Au moment où les convives se disposaient à quitter la table, le valet, ayant laissé échapper une maille, se pencha sur l’épaule de sa jeune maîtresse, afin de se rapprocher des lumières et de retrouver son point perdu; mais il n’en eut pas le loisir. M. de Bourguebus, tout invalide qu’il était, s’était levé de sa chaise avec une agilité juvénile, il lui avait arraché son tricot, l’avait lancé dans la cheminée, d’un geste lui avait indiqué la porte, et prenant sa nièce par le bras, tandis que M. de Tancarville passait au salon, il l’avait entraînée dans l’embrasure d’une fenêtre.

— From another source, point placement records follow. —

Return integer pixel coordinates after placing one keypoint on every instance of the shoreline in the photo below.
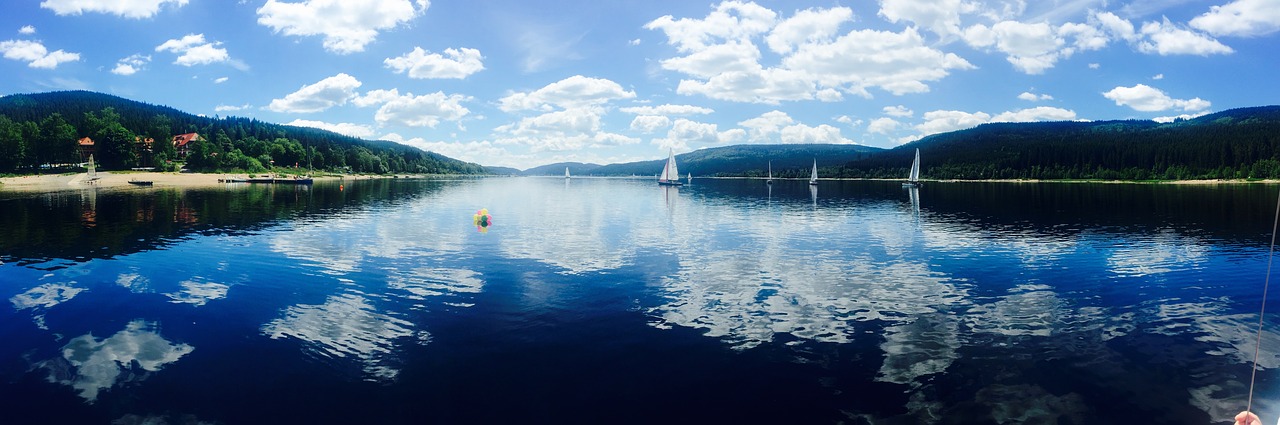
(106, 179)
(80, 181)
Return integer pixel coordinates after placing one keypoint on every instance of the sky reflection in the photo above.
(90, 365)
(347, 325)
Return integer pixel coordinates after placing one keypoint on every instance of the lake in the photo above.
(620, 301)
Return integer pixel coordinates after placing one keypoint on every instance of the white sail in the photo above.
(670, 173)
(92, 169)
(915, 168)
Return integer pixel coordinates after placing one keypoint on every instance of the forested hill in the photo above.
(42, 128)
(749, 160)
(1230, 145)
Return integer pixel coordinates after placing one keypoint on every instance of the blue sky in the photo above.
(525, 83)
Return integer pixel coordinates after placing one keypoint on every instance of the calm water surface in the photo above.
(620, 301)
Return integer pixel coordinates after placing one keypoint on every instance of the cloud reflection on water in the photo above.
(199, 293)
(90, 365)
(347, 325)
(45, 296)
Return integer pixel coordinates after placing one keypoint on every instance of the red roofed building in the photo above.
(85, 146)
(182, 142)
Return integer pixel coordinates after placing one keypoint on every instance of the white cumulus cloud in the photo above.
(35, 54)
(347, 26)
(1034, 48)
(1033, 97)
(763, 128)
(941, 17)
(325, 94)
(949, 120)
(900, 112)
(131, 65)
(883, 126)
(817, 59)
(1159, 37)
(1244, 18)
(570, 92)
(1034, 114)
(1168, 39)
(456, 63)
(193, 50)
(685, 132)
(649, 123)
(1148, 99)
(667, 110)
(425, 110)
(135, 9)
(801, 133)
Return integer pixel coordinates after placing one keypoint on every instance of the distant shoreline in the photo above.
(73, 182)
(106, 179)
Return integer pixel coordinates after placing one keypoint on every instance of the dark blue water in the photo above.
(620, 301)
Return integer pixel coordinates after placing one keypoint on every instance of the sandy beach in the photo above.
(71, 182)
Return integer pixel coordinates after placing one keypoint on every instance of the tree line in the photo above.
(1242, 144)
(41, 131)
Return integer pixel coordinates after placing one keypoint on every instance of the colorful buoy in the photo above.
(483, 220)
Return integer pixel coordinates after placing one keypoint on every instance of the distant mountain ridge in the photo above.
(1237, 144)
(256, 141)
(725, 161)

«Si, comme vous l’affirmez, vous tenez à m’être agréable, ma belle nièce,» lui dit-il, «voilà un drôle qui aura les étrivières, ainsi que le misérable cuisinier qui nous a si traîtreusement empoisonnés.»

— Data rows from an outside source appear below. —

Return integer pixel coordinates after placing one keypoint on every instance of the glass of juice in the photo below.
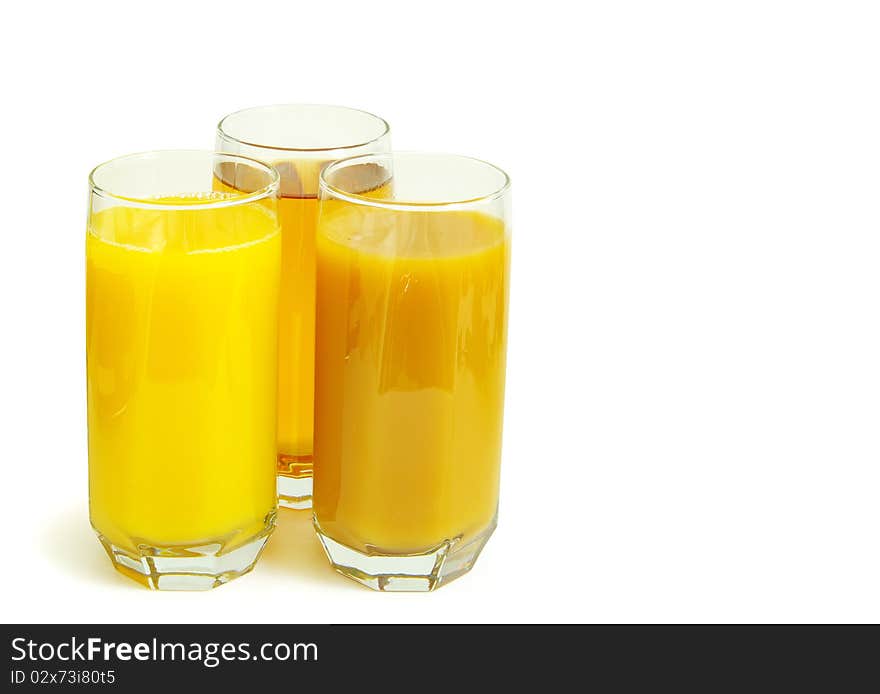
(299, 140)
(182, 285)
(413, 257)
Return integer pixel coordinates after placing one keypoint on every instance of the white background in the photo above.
(694, 370)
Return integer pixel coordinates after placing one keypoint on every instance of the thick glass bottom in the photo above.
(179, 567)
(422, 572)
(295, 481)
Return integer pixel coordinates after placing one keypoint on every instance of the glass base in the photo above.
(188, 568)
(294, 481)
(406, 572)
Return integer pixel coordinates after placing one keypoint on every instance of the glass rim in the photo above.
(386, 128)
(360, 199)
(269, 190)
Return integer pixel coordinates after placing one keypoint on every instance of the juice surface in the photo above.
(296, 326)
(410, 357)
(181, 356)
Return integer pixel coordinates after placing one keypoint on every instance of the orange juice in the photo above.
(296, 320)
(296, 336)
(409, 377)
(181, 353)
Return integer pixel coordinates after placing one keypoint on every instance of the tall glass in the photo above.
(181, 349)
(412, 283)
(299, 140)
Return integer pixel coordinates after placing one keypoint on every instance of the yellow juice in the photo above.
(296, 335)
(409, 380)
(181, 355)
(296, 317)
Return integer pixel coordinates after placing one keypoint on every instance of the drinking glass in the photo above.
(412, 286)
(299, 139)
(182, 287)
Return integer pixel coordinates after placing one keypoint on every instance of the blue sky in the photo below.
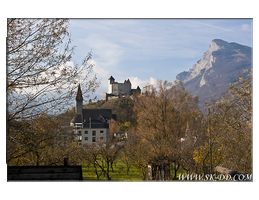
(144, 50)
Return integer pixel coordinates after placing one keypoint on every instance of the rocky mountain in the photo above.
(219, 66)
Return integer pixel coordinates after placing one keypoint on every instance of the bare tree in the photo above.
(41, 79)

Et comme Mlle Denise, contrariée, s’excusait, en rappelant à son oncle que le temps avait manqué pour donner des ordres, qu’elle l’avait prévenu que son compagnon et lui seraient forcés de se contenter du dîner préparé pour elle:

«Si tel est votre ordinaire,» répartit le chevalier, «il fait honneur à votre sobriété ; toutefois il m’est impossible de vous dissimuler qu’il ne saurait être celui d’une femme de votre qualité. Fortune oblige comme noblesse. Que vous ignoriez les devoirs que vous impose votre position et le nom que vous portez, à la rigueur et en raison de votre âge, cela peut se concevoir; mais monsieur votre père, mon neveu, est impardonnable d’avoir toléré un tel oubli des convenances. S’il était là, croyez-le bien, j’userais de ma qualité de chef de famille Pour lui laver la tête; sur le Tuvache il a mis le Chastel-Chignon, il faudra qu’il s’en souvienne et qu’il fasse honneur à mon alliance. Heureusement, me voilà et rien n’est perdu. Dans votre prière du soir, ma belle nièce, n’oubliez pas de remercier Dieu d’avoir ramené ici un oncle qui vous apprendra votre métier de grande dame, et qui, demain matin, remettra un peu d’ordre dans une maison aussi misérablement tenue que si vous étiez encore dans les gabelles.»

Après cette mercuriale moitié tendre et moitié sévère, M. de Bourguebus embrassa affectueusement sa nièce, appela M. de Tancarville, et reprit avec lui le chemin de son donjon.